ERNIE-4.5-VL-28B-A3B-Thinking: A Breakthrough in Multimodal AI

In today’s era of rapid artificial intelligence advancement, multimodal models have become a critical bridge connecting visual perception and language understanding. Baidu’s newly launched ERNIE-4.5-VL-28B-A3B-Thinking represents a significant upgrade based on the existing ERNIE-4.5-VL-28B-A3B architecture, achieving a qualitative leap especially in multimodal reasoning capabilities. If you’re focused on AI applications in visual-language interaction or planning to develop related intelligent tools, this model deserves in-depth exploration.

Core Highlights of ERNIE-4.5-VL-28B-A3B-Thinking: What You Need to Know

The upgrade of ERNIE-4.5-VL-28B-A3B-Thinking is not a simple parameter adjustment but a systematic technical optimization that delivers enhanced capabilities. Its core advantages stem from three key areas:

1. Large-Scale High-Quality Data Training for Enhanced Modality Alignment

During its development, the model underwent an extensive mid-training phase, absorbing a massive and diverse corpus of premium visual-language reasoning data. This training approach not only significantly boosted the model’s representation power but also deepened the semantic alignment between visual and language modalities.

In simple terms, earlier models might “understand” images and “read” text but struggle to accurately map their underlying meanings. In contrast, the optimized ERNIE-4.5-VL-28B-A3B-Thinking naturally connects visual information in images with the semantics of text descriptions—much like humans—laying the groundwork for reasoning in complex scenarios.

2. Cutting-Edge Reinforcement Learning for Improved Learning Efficiency

The model leverages advanced multimodal reinforcement learning techniques, integrating GSPO (Generative SPO) and IcePop strategies to stabilize MoE (Mixture of Experts) training, paired with dynamic difficulty sampling.

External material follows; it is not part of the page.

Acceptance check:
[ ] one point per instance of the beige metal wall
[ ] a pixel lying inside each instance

This combination offers two distinct benefits:

Training stability: Mitigates common issues in multimodal model training, such as convergence challenges and parameter oscillations.
Learning efficiency: Enables the model to intelligently select training samples aligned with its current capabilities, accelerating the mastery of core patterns from limited data.

3. Enhanced Practical Features to Lower Application Barriers

Addressing the real-world needs of developers and enterprises, the model prioritizes two key capability enhancements:

Visual Grounding: Delivers more precise localization and flexible instruction execution, enabling rapid responses to commands like “mark the defective component in the image” or “circle abnormal regions” in complex industrial settings.
“Thinking with Images”: When paired with tools like image zooming and image search, the model mimics human observation—zooming in and out of images to capture details and uncover deep insights, ideal for tasks requiring attention to fine-grained features or long-tail visual knowledge.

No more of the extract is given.